According to Burton Feldman, in his book The Nobel Prize: A History of Geniuses Controversy, and Prestige, the selection of Jiménez was made as form of recompense for the neglected past generation of writers who had set out a unique revival of Spanish writing in 1898, which includes Antonio and Manuel Machado, Ramón del Valle-Inclán, Miguel de Unamuno, the Nicaraguan Rubén Darío (then living in Spain), and Jiménez among them. Feldman said: "But making him a stand-in for a neglected generation renders his own honor ambiguous. Did he deserve the honor on his own, or because the others died ignored and he happened to live so long?"

==Award Ceremony==
At the award ceremony in Stockholm on 10 December 1956, Hjalmar Gullberg of the Swedish Academy said:
A long life consecrated to poetry and to beauty has been honoured this year with the Nobel Prize in Literature. He is an old gardener, this Juan Ramón, who has dedicated half a century to the creation of a new rose, a white mystical rose, which will bear his name. (...)
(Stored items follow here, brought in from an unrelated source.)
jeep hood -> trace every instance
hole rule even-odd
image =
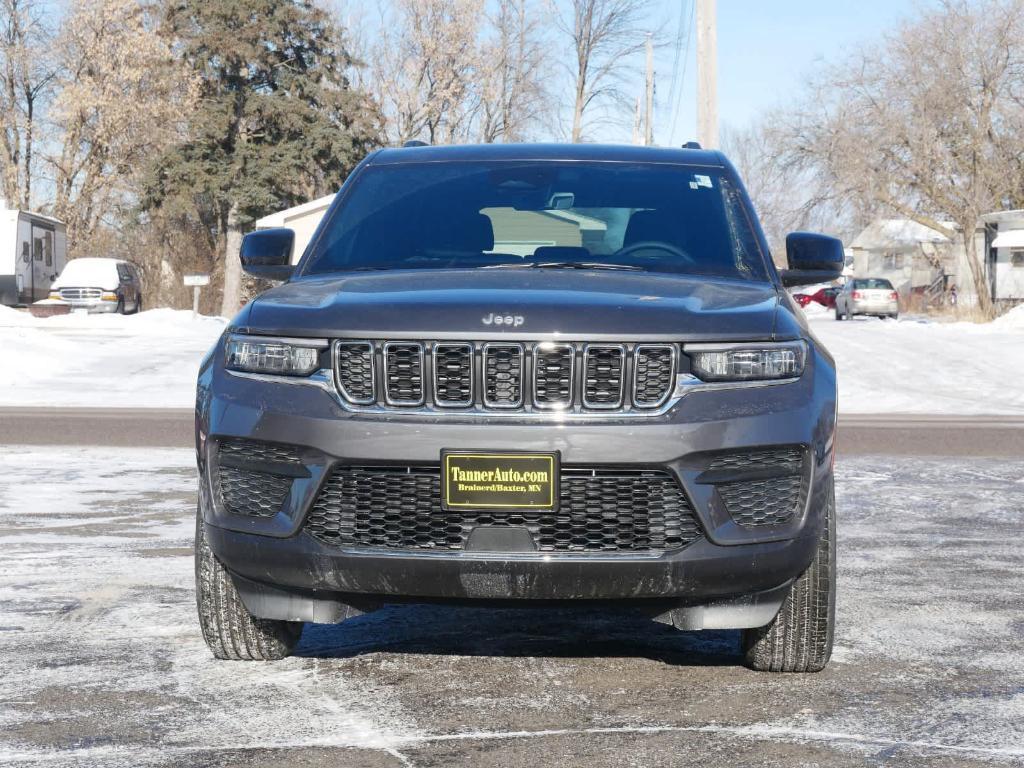
[[[557,334],[753,341],[772,338],[778,306],[774,285],[742,280],[568,269],[401,270],[285,283],[253,302],[239,330],[370,339]]]

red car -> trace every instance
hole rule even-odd
[[[838,288],[821,288],[820,290],[807,294],[807,293],[794,293],[793,298],[796,299],[796,303],[801,307],[806,307],[812,301],[816,301],[821,306],[831,309],[836,305],[836,294],[839,293]]]

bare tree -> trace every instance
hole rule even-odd
[[[47,13],[40,0],[0,0],[0,193],[22,208],[32,206],[37,130],[54,75]]]
[[[76,0],[57,48],[44,162],[74,247],[133,203],[131,181],[180,137],[195,83],[136,0]]]
[[[866,223],[865,211],[846,205],[816,167],[792,151],[787,118],[784,111],[772,111],[745,128],[723,128],[721,137],[722,150],[746,185],[779,266],[785,266],[790,232],[814,230],[848,238]]]
[[[961,238],[989,315],[974,233],[1024,188],[1022,41],[1024,0],[944,0],[829,69],[792,136],[837,196]]]
[[[648,0],[571,0],[558,26],[573,46],[572,140],[583,138],[587,111],[621,103],[624,62],[643,50]]]
[[[396,143],[468,140],[483,0],[396,0],[373,51],[376,97]]]
[[[480,53],[481,141],[522,141],[550,115],[546,18],[531,0],[497,0]]]

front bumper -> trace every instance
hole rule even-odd
[[[70,307],[71,311],[85,310],[89,314],[111,314],[117,312],[116,301],[104,299],[49,299],[51,304],[61,304]]]
[[[565,423],[356,414],[321,389],[233,376],[217,357],[201,372],[197,401],[202,508],[210,546],[255,615],[332,621],[347,615],[346,606],[402,600],[630,601],[655,612],[698,607],[701,618],[691,610],[676,622],[693,628],[723,621],[761,626],[774,615],[762,620],[765,611],[777,610],[779,590],[814,556],[831,483],[836,406],[834,369],[814,345],[804,375],[791,384],[693,392],[656,417]],[[254,518],[216,502],[207,447],[230,438],[304,448],[309,476],[295,482],[284,510]],[[792,445],[806,449],[808,492],[785,525],[745,529],[697,482],[709,453]],[[563,466],[661,468],[681,483],[704,535],[652,556],[352,550],[303,531],[332,468],[437,464],[442,449],[559,451]]]
[[[850,311],[854,315],[895,315],[899,313],[900,305],[896,301],[854,301],[850,304]]]

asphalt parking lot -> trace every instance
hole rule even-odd
[[[628,615],[392,607],[216,662],[187,449],[4,446],[0,763],[1024,764],[1019,459],[837,465],[839,629],[811,676]]]

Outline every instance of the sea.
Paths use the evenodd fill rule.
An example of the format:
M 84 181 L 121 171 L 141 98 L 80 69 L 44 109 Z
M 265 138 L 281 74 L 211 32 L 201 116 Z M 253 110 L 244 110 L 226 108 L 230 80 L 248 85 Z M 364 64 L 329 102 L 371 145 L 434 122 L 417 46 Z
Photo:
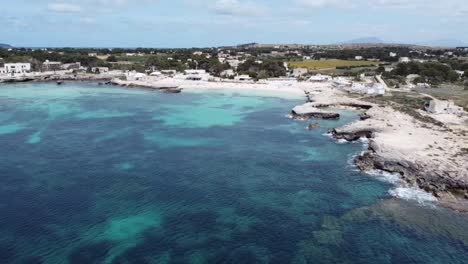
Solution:
M 0 263 L 468 262 L 466 214 L 357 170 L 326 134 L 359 112 L 302 103 L 0 85 Z

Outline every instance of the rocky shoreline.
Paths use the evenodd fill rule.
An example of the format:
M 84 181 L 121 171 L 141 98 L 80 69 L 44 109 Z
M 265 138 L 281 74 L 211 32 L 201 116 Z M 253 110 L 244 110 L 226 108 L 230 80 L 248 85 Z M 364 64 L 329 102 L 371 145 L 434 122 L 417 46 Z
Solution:
M 310 100 L 294 108 L 293 116 L 302 118 L 304 113 L 316 113 L 317 109 L 330 113 L 324 108 L 351 107 L 364 111 L 360 120 L 330 131 L 337 140 L 369 140 L 368 149 L 355 158 L 360 170 L 397 174 L 404 184 L 433 194 L 441 206 L 468 212 L 466 127 L 427 124 L 390 106 L 349 98 L 334 89 L 305 92 Z M 299 115 L 297 109 L 301 110 Z

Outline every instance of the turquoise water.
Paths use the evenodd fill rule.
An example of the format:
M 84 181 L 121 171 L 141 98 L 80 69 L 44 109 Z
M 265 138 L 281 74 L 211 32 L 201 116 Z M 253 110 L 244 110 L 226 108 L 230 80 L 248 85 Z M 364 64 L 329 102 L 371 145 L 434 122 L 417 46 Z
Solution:
M 1 263 L 466 263 L 467 217 L 392 198 L 301 101 L 0 86 Z

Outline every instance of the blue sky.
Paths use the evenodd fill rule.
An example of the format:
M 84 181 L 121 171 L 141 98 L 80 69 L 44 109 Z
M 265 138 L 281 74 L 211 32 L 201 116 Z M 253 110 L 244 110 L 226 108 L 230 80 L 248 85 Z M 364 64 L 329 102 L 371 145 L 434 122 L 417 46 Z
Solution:
M 466 0 L 2 0 L 0 43 L 209 47 L 362 37 L 468 43 Z

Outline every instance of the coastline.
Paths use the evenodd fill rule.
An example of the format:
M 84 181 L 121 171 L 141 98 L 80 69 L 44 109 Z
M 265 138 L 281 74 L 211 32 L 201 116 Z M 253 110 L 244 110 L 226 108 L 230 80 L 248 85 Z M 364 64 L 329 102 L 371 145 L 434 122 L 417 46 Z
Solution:
M 439 205 L 468 212 L 468 155 L 463 148 L 468 145 L 466 126 L 421 122 L 393 106 L 322 88 L 305 90 L 309 103 L 303 106 L 303 111 L 309 109 L 312 113 L 334 107 L 364 110 L 361 120 L 330 131 L 337 140 L 368 139 L 368 149 L 354 160 L 361 171 L 397 174 L 407 187 L 432 194 Z
M 335 128 L 330 134 L 348 142 L 367 138 L 368 149 L 354 162 L 363 172 L 375 170 L 397 174 L 408 187 L 417 187 L 437 198 L 438 204 L 468 212 L 468 130 L 466 126 L 441 122 L 431 124 L 395 109 L 390 105 L 352 98 L 327 83 L 299 82 L 291 87 L 263 83 L 233 83 L 163 79 L 123 81 L 115 76 L 86 74 L 38 81 L 103 81 L 124 87 L 141 87 L 176 92 L 220 92 L 253 96 L 307 99 L 292 110 L 293 117 L 334 119 L 333 108 L 363 110 L 361 120 Z M 177 89 L 177 90 L 174 90 Z M 430 115 L 428 115 L 430 116 Z M 434 120 L 444 121 L 438 116 Z M 339 116 L 338 116 L 339 118 Z M 466 117 L 465 117 L 466 118 Z

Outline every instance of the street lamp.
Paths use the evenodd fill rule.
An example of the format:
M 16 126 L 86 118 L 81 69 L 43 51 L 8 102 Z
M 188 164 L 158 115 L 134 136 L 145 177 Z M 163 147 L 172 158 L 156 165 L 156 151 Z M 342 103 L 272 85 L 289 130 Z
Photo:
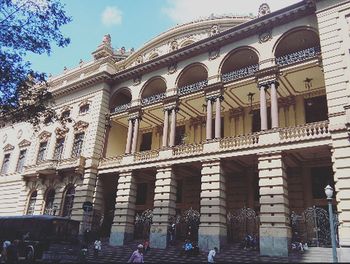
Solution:
M 333 209 L 332 209 L 333 188 L 327 185 L 326 188 L 324 188 L 324 192 L 327 196 L 327 201 L 328 201 L 329 225 L 331 229 L 332 250 L 333 250 L 333 262 L 338 262 L 337 245 L 335 243 L 335 230 L 334 230 L 334 222 L 333 222 Z

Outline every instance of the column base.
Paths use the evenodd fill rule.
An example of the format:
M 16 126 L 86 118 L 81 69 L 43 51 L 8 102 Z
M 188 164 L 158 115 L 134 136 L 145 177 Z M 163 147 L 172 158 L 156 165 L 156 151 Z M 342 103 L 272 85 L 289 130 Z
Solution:
M 152 225 L 150 232 L 150 246 L 165 249 L 168 245 L 168 226 Z
M 226 226 L 200 226 L 198 230 L 198 247 L 209 251 L 214 247 L 220 249 L 227 243 Z
M 260 228 L 260 255 L 288 257 L 290 243 L 289 228 Z
M 126 242 L 132 241 L 133 239 L 134 232 L 132 228 L 112 227 L 111 235 L 109 237 L 109 244 L 111 246 L 123 246 Z

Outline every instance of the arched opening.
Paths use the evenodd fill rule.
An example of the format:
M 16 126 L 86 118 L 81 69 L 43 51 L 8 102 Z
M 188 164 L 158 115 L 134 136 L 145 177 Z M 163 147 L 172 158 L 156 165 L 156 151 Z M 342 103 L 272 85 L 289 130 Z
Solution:
M 62 210 L 63 217 L 71 217 L 72 216 L 74 197 L 75 197 L 75 188 L 74 188 L 74 186 L 70 185 L 66 188 L 66 192 L 64 194 L 63 210 Z
M 47 214 L 47 215 L 55 215 L 56 214 L 56 208 L 54 206 L 55 195 L 56 195 L 56 192 L 52 188 L 50 188 L 46 192 L 44 214 Z
M 35 210 L 36 198 L 38 196 L 38 192 L 35 190 L 29 196 L 28 207 L 27 207 L 27 215 L 33 215 Z
M 177 81 L 178 93 L 188 94 L 201 90 L 208 84 L 208 71 L 202 64 L 192 64 L 186 67 Z
M 166 83 L 163 78 L 149 80 L 141 91 L 141 103 L 149 105 L 161 101 L 165 97 Z
M 121 89 L 113 94 L 109 102 L 111 113 L 120 113 L 129 108 L 131 102 L 129 89 Z
M 275 49 L 277 65 L 286 65 L 316 56 L 320 39 L 311 29 L 298 29 L 286 33 Z
M 231 52 L 221 66 L 223 82 L 248 77 L 259 69 L 258 54 L 250 48 L 242 48 Z

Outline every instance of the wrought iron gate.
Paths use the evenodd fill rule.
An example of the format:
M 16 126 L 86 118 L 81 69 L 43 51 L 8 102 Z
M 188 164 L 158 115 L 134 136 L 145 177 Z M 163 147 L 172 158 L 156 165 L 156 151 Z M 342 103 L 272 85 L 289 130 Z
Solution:
M 227 214 L 227 236 L 230 242 L 242 242 L 247 235 L 259 238 L 259 217 L 251 208 L 241 208 Z
M 141 213 L 136 213 L 135 216 L 135 239 L 149 239 L 149 232 L 152 225 L 153 211 L 147 209 Z
M 176 239 L 198 241 L 198 229 L 200 223 L 200 213 L 192 208 L 186 210 L 181 215 L 174 218 L 176 224 Z
M 334 227 L 338 241 L 338 215 L 334 213 Z M 308 243 L 314 247 L 329 247 L 331 232 L 328 211 L 320 207 L 309 207 L 300 215 L 292 212 L 292 242 Z M 338 242 L 337 242 L 338 243 Z

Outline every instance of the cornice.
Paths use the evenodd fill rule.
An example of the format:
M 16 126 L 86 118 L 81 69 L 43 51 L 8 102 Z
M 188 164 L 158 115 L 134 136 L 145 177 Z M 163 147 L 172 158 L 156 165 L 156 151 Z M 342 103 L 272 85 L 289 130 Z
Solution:
M 116 81 L 131 79 L 135 75 L 142 75 L 156 69 L 166 67 L 169 65 L 169 63 L 173 63 L 174 61 L 184 60 L 200 53 L 208 52 L 213 47 L 223 46 L 233 41 L 259 34 L 264 30 L 286 24 L 297 18 L 313 13 L 315 13 L 314 2 L 311 0 L 304 0 L 260 18 L 237 25 L 232 29 L 226 30 L 212 37 L 199 40 L 186 47 L 159 56 L 154 60 L 122 70 L 116 73 L 113 79 Z

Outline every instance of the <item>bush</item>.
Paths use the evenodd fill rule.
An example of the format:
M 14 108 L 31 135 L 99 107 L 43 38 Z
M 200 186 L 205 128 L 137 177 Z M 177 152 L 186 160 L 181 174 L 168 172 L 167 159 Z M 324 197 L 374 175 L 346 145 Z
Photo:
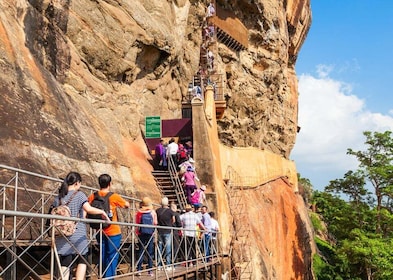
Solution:
M 313 212 L 310 213 L 310 219 L 311 219 L 312 226 L 316 232 L 323 230 L 322 222 L 319 219 L 318 214 Z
In the annals of the Nobel Prize, Spanish literature has been one of the distant gardens. Very rarely have we cast a glance inside. This year’s laureate is the last survivor of the famous “generation of 1898”. For a generation of poets on both sides of the ocean which separates, and at the same time, unites the Hispanic countries, he has been a master – the master, in effect. When the Swedish Academy renders homage to Juan Ramón Jiménez, it renders homage also to an entire epoch in the glorious Spanish literature.

==Nobel banquet==
Jiménez was unable to be present at the award ceremony and the Nobel Banquet in Stockholm, December 10, 1956, thus his speech was read by Jaime Benítez Rexach, Rector of the University of Puerto Rico. He was unable to participate in the event because he was emotionally devastated over the death of his wife, Zenobia Camprubí, from ovarian cancer and because of his intermittent sickness caused by old age. In his sorrow, Jiménez said: "Besieged by sorrow and sickness, I must remain in Puerto Rico, unable to participate directly in the solemnities... My wife Zenobia is the true winner of this Prize. Her companionship, her help, her inspiration made, for forty years, my work possible. Today, without her, I am desolate and helpless."

Prior to the speech, Ragnar Granit, a member of the Swedish Royal Academy of Sciences, said of Juan Ramón Jiménez:
Juan Ramón has been called a poet for poets, but the layman can approach him if willing first to partake passively of the sheer visual beauty of his landscape, lovely Andalusia, its birds, its flowers, pomegranates, and oranges. Once inside his world, by leisurely reading and rereading, one gradually awakens to a new «living insight» into it, refreshed by the depth and richness of a rare poetical imagination.